By now, I think you’d agree that this error/issue is perplexing and frustrating. Fortunately, there’s an easy (but potentially time-consuming) way to fix it.
- Go back to the Datastores view and find the duplicate datastore. Click the Virtual Machines tab on the right side and perform an svMotion/cold migrate to another datastore that all the hosts in the cluster can see.
- After all VMs on that datastore have been moved, click the Hosts tab, double-click the host, then the Virtual Machines tab and vMotion all of the VMs off the host with the duplicate datastore.
- Put the host into Maintenance Mode and reboot. After rebooting, the (1) datastore should be gone.
- If you’re not running DRS, be sure to re-balance the VMs as necessary across the cluster.
Muhammad Yousuff says
Hi Damian,
Don’t you think restart and reboot are paths not so easily picked by an Engineer. What is the point to reboot, without even understanding the root cause.
I really appreciate the notes by Kurt.
Andrew says
I have a script that I’m trying to automate the unmount/remount of NFS exports to hosts on a managed appliance. I can unmount fine, but when I go to remount with the same name as before with a different IP, I also get this (1) issue. Adding a /sbin/services.sh restart does NOT solve the issue for me.
Network services restart, but the (1) remains.
Chad says
I rebooted the ESXi host and it did not remove the (1) from the datastore name in VC.
Damian Karlson says
Chad – is the datastore empty? All swap files and such cleared off?
Julian Wood says
Damian, these kind of issues can really plague your virtual environment.
Often the issue is a difference between how the ESX hosts see the storage and how vCenter sees the storage where vCenter gets confused about the UUIDs of the NFS mounts.
The ESX hosts look OK but vCenter sees the NFS as (1) datastores.

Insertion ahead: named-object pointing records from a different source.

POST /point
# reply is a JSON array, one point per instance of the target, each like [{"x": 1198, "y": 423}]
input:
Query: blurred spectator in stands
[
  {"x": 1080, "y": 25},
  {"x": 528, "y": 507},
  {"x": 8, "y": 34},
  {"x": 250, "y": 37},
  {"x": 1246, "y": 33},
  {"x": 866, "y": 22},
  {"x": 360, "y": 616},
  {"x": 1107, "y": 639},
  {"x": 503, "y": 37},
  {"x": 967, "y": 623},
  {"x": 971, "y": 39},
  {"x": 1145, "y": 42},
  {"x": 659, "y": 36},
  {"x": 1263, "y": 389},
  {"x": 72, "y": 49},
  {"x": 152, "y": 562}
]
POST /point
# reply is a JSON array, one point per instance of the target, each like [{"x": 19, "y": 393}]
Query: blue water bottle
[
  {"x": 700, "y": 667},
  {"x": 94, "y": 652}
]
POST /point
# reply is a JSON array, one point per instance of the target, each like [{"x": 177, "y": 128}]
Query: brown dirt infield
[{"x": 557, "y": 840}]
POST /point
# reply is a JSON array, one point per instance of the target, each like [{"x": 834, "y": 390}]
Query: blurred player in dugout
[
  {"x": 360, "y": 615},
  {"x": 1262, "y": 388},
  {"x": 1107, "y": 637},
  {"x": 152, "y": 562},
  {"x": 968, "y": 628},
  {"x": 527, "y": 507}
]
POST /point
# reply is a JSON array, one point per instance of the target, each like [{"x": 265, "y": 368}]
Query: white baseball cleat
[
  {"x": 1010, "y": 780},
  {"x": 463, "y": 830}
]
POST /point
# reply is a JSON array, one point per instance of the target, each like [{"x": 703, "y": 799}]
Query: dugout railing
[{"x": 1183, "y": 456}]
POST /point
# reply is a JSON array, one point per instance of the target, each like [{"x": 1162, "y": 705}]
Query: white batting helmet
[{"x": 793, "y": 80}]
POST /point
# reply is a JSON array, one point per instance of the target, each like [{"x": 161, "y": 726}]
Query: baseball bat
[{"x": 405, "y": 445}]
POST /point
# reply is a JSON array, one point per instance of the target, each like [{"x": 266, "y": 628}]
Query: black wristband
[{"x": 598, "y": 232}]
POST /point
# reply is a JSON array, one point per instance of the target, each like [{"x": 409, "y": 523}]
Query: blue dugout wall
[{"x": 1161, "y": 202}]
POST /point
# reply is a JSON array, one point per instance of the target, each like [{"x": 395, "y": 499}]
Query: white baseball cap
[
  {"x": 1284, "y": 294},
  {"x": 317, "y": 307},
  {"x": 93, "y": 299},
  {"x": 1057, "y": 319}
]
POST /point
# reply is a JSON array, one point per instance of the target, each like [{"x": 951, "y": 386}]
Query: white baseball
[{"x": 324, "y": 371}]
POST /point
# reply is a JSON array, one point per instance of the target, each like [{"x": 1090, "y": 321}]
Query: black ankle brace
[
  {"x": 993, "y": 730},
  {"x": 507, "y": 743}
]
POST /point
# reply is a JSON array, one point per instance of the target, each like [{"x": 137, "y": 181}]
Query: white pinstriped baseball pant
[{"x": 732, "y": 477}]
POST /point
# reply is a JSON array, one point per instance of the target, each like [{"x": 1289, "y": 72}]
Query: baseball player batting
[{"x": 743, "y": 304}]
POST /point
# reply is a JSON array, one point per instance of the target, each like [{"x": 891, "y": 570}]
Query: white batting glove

The problem can also cause catastrophic issues for vCenter. I have seen the service crash when trying to power on a VM on a (1) datastore and sometimes you cannot SvMotion a VM elsewhere.
Sometimes the simplest solution is to just restart the management agents on the ESX hosts which refreshes the information in vCenter with the ESX host storage and the (1) datastore disappears.
Damian Karlson says
Thanks for commenting, Julian. I don’t believe I tried restarting the management agents – probably because I’d first assumed that it was an actual case of mismatched UUIDs. I’ll be sure to try that in the future, in case it comes up again.
Tom says
I restarted the management agents, and this solved the described problem for me.
/sbin/services.sh restart
Kurt says
hi,
Does rebooting the management services interrupt any of the virtual servers on the ESX host? I mean can this service be restarted without the normal users noticing anything?
Thanks,
Kurt
Damian Karlson says
Kurt – yes, you can bounce the services with no impact to the VMs.
Kurt says
Hi,
I found out that I mapped the nfs datastore to another ip-address (nfs alias) than in the other ESX hosts. Removing it and adding it back with the correct IP-address immediately solved it for.